Cox started as an usher in the mid-90s when Notre Dame first opened up usher positions for women. At the time, Cox’s daughter was a student at Notre Dame.
“[My daughter] got me involved to be an usher … I was visiting with her one day, and she said, ‘Mom, they’re going to be opening up ushers for women, would you be interested?’ I said, ‘I love Notre Dame, I loved it from day one, I would love to do it.'”
Cox said becoming an usher was a way for her to “give back to Notre Dame.”
“I went for an interview … I received the letter that I was one of the ushers, and I was thrilled,” she said.
Cox’s daughter graduated in 1998, but Cox never gave up ushering. In fact, she has moved up the ranks since then. She started in section 108 as volunteer usher, then moved to section 125/126 and became a supervisor, and finally was moved to the tunnel and made a top supervisor.

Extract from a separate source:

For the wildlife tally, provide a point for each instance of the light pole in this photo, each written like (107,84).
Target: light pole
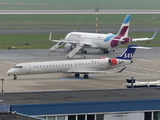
(2,84)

“I love the tunnel, to see the players come in, the band come in, the visiting teams, press conferences,” she said. “I’m there, I’m down by the field, and I have to pinch myself to say, ‘This is real, Shirley.'”
Ushers may come from various backgrounds and places all over the country, but they all share one thing in common — their love for Notre Dame.
“I love my job, just like all the ushers — every one of them will tell you [that].” Gagnon said. “I loved [Notre Dame] from day one as a student when I came here 48 years ago, and my feelings haven’t changed in 48 years.”
Cox recently broke her leg. She said she’s like a football player — “out for the season.”
The broken leg, however, does not mean her time as an usher is over.
“I’m going to be one of the usher statues — I’m going to be there a long, long time. I just love it too much,” Cox said. “I’m going to do it until I can’t do it anymore.”
Scheibelhut shared similar sentiments. For him, 57 years as an usher simply isn’t long enough.
“I figure I have another five, six years — as long as my legs hold out, I’m going to keep coming,” he said.